Montreal, Vancouver pride events denied Marquee cash
OTTAWA – The Canadian Press reported that the Marquee Tourism Event Program, which doled out $400,000 to the Toronto Pride parade in June, refused in July to fund similar gay pride events in Montreal and Vancouver. Divers-Cite, the organizing committee in Montreal, had asked for $155,000 to promote their gay pride events and add performers, but were denied their request. CP noted, however, that the same committee received an unreported amount from Economic Development Canada in a two-year grant, although Paul Girard, government relations and marketing director for Divers-Cite, complained that for the first time, the ECD did not send them a public letter of congratulations. According to officials within the Industry Ministry responsible for the Marquee program, the program received so many requests, it had to refuse some. Girard claimed he was told by bureaucrats at Industry Canada that their application had met all criteria before being sent to Minister Tony Clement’s office for approval. In early July, the Conservative government was criticized by social conservatives for funding the Toronto Pride parade and shortly afterward, the Marquee Tourism Event Program was removed from Diane Ablonczy, the minister of state for small business and tourism, and given to Clement.
CHRC report falls short
OTTAWA – In a special report to Parliament entitled, “Freedom of Expression and Freedom from Hate in the Internet Age,” the Canadian Human Rights Commission recommended a few limited changes be made to its current modus operandi. The main recommendations of the report, the result of an internal review by the commission, were: that the federal human rights tribunal no longer have the ability to issue fines to those it finds guilty of hate speech; that the Canadian Human Rights Act be amended to provide a statutory definition of “hatred” and “contempt;” that the Act be amended to allow for an award of costs in exceptional circumstances in which the tribunal finds that a party has abused the tribunal process; and that a provision be added that allows for the dismissal of Section 13 complaints when messages do not meet the narrow definition of hatred or contempt. The report was widely criticized as falling far short of necessary reforms. Phil Horgan of the Catholic Civil Rights League, for example, characterized the recommendations as “fairly superficial changes to a system that is fundamentally flawed.” He added, “Cases involving limitations on a Charter right such as free speech should not be addressed by human rights commissions.”
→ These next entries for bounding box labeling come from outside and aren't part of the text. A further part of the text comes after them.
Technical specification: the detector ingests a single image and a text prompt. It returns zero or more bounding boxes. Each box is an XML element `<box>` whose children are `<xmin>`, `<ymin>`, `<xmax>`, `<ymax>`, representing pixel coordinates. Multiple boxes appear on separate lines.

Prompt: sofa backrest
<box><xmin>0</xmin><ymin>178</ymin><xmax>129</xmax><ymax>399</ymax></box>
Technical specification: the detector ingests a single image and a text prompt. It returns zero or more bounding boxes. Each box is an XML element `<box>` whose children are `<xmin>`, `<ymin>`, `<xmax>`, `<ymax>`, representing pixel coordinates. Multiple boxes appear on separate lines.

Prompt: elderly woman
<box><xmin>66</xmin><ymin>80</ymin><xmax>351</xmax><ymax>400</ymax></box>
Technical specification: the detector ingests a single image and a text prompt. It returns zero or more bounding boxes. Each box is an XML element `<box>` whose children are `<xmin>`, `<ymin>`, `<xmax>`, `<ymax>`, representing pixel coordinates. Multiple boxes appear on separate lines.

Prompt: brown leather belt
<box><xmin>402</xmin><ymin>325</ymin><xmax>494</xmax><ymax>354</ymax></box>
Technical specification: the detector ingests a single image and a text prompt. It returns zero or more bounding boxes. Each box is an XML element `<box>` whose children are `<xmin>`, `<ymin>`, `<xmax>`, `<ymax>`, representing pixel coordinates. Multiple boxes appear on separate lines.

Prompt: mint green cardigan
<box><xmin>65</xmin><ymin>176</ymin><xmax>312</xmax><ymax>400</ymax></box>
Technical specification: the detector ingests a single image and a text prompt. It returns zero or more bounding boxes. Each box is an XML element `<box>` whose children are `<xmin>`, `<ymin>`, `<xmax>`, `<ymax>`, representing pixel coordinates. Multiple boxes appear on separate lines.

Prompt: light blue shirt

CRTC omits CHRC references
OTTAWA – The Canadian Radio-television and Telecommunications Commission (CRTC) dropped references to the Canadian Human Rights Commission that originally appeared in its June 4 “Review of Broadcasting in New Media, Broadcasting Regulatory Policy” report. On July 17, blogger Stephen Taylor discovered that the report on the CRTC’s website omitted references to the commission’s battles with Ezra Levant and Mark Steyn and that “regulatory commissions of another type and armed with a different mission have challenged the right to say controversial things.” The CRTC originally warned that, “Wherever there is official orthodoxy, disagreement is heresy; where there is heresy, there is usually an inquisition to root it out.” As Taylor asked, “Why did the CRTC feel that it was necessary to omit” these references?
Judge refuses standing to religious, socon groups
TORONTO – Ontario Superior Court Justice Ted Matlow has denied the Christian Legal Fellowship, the Catholic Civil Rights League and REAL Women standing in a case to be heard this fall, which challenges laws against prostitution. Matlow said he did not want the case to “provide a political platform where interested persons are permitted to speak in order to advance their personal views, beliefs, policies and interests at large.” He claimed it would be a mistake to let the groups make presentations on moral issues, because they “reflect the views of only small segments of Canadian society.” The CLF, CCRL and REAL Women contend that a range of voices should be heard in cases with large moral implications. REAL Women said on its website: “This legal challenge to strike down the prostitution law, if successful, will result in very detrimental effects – practical, social, legal and health, that will undermine the social fabric in Canada.”
Hamilton Right to Life ad victory
HAMILTON – The city of Hamilton has revised its rules so that pro-life ads put out by Hamilton Right to Life are allowed to be displayed on city buses and shelters, after initially being banned last year. Hamilton Right to Life is intending to drop its human rights complaint against the city’s transit system and its LifeCanada advertisement “Abortion, Have We Gone Too Far?” is now being displayed on city buses. In a related story, the Supreme Court of Canada ruled in favour of the B.C. Teacher’s Federation in its assertion that the Greater Vancouver Transportation Authority and the British Columbia Transit violated its right to free speech when the two organizations banned political ads on their bus fleets in 2005.